Katholieke Encyclopaedie

Uitgeverij Joost van den Vondel (1933-1939)

Gepubliceerd op 22-10-2019

Steriliseeren

betekenis & definitie

Conserveeren van levensmiddelen door middel van een hooge temp. (100° C of hooger) in verband met afsluiting van de lucht.

Steriliteit (biol.). De termen steriel, ➝ kruisingsteriel en zelfsteriel of ➝ zelfonvruchtbaar zouden alleen gebruikt mogen worden voor verschijnselen, die een gevolg zijn van de aanwezigheid van niet levenskrachtige of gebrekkige eicellen en stuifmeelkorrels of van andere oorzaken, die de normale werking of ontwikkeling der geslachtsorganen verhinderen. In de plantkunde, vooral in de practijk van de fruitteelt, gebruikt men echter deze termen voor verschijnselen, waaraan men beter den naam van incompatibiliteit zou geven. In dit geval zijn de geslachtsorganen normaal ontwikkeld en is aan de eicellen of stuifmeelkorrels gewoonlijk niets abnormaals te zien. Het feit, dat incompatibiliteit het uitblijven van zaad- of vruchtvorming tot gevolg heeft, is te wijten aan de te geringe groeisnelheid van de stuifmeelbuizen in den stijl van de zgn. zelfonvruchtbare planten en berust op de werking van erffactoren. Men weet thans inderdaad, dat incompatibiliteit optreedt, zoodra in de te bevruchten plant dezelfde incompatibiliteitsfactoren als in de stuifmeelkorrels aanwezig zijn.

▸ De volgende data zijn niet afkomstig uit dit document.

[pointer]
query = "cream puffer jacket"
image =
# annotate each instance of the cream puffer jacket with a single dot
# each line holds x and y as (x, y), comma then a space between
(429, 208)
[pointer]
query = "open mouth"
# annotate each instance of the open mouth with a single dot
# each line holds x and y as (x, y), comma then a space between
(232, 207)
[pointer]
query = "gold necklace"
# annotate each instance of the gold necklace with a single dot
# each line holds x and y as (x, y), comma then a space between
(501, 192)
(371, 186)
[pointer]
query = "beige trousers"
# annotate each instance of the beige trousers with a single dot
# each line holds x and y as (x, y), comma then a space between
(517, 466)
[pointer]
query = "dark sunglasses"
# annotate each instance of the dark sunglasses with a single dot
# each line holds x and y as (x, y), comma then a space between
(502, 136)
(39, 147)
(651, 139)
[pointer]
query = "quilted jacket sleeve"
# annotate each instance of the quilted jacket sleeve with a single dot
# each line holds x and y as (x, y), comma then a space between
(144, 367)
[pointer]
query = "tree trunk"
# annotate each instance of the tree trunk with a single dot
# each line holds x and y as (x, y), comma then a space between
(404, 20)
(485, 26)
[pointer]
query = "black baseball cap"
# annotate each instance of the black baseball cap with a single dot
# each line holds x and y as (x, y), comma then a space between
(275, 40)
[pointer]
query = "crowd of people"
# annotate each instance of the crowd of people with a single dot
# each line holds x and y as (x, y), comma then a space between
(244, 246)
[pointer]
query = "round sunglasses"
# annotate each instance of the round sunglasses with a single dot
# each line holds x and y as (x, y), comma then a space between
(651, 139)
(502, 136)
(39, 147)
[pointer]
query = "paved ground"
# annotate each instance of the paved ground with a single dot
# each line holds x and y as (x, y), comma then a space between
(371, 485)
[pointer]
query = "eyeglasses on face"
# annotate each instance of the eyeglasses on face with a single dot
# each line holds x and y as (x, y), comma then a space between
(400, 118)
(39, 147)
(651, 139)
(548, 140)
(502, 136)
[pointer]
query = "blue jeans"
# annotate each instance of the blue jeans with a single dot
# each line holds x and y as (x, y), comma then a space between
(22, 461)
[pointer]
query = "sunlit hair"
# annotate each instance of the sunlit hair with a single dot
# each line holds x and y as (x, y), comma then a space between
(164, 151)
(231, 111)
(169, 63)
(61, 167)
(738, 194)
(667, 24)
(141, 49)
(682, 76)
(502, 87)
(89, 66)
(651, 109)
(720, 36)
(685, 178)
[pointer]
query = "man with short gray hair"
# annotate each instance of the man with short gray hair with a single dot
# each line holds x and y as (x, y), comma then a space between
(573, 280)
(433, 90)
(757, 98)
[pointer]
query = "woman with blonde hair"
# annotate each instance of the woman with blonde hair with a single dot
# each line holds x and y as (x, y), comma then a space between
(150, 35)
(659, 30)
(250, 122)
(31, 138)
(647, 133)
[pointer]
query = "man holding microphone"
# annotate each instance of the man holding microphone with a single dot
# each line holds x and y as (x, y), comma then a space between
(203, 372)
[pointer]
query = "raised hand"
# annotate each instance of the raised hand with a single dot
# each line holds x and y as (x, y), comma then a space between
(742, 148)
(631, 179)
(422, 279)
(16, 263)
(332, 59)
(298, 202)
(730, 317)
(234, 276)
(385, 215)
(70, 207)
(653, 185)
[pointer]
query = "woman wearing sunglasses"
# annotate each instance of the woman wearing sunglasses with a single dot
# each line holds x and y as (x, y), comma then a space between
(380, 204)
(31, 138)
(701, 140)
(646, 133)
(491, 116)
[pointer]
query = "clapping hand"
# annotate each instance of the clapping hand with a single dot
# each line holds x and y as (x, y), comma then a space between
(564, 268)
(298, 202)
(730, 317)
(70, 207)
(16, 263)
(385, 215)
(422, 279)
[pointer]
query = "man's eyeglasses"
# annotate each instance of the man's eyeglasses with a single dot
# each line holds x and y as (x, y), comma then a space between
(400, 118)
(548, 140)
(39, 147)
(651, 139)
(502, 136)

Deze factoren behooren, al naar gelang de plantsoort, tot een serie van min of meer talrijke multiple allelomorphen. Er kunnen dus zelfonvruchtbare planten bestaan, die niet door het eigen stuifmeel en evenmin door het stuifmeel van andere soortgenooten (steriliteitsgroepen) bevrucht kunnen worden. In het plantenrijk werden, volgens East, 176 zelfsteriele soorten onderzocht, in het dierenrijk slechts een enkele. Het onderzoek van de incompatibiliteit heeft vooral practische waarde voor de fruitsoorten.

Lit.: E. M. East, Self-Sterility, in: Bibliographia Genetica (1929); F. Kobel, Lehrb. d. Obstbaus (1931); M. B.

Crane en W. J. C. Lawrence, The Genetica of Garden Plants (1934).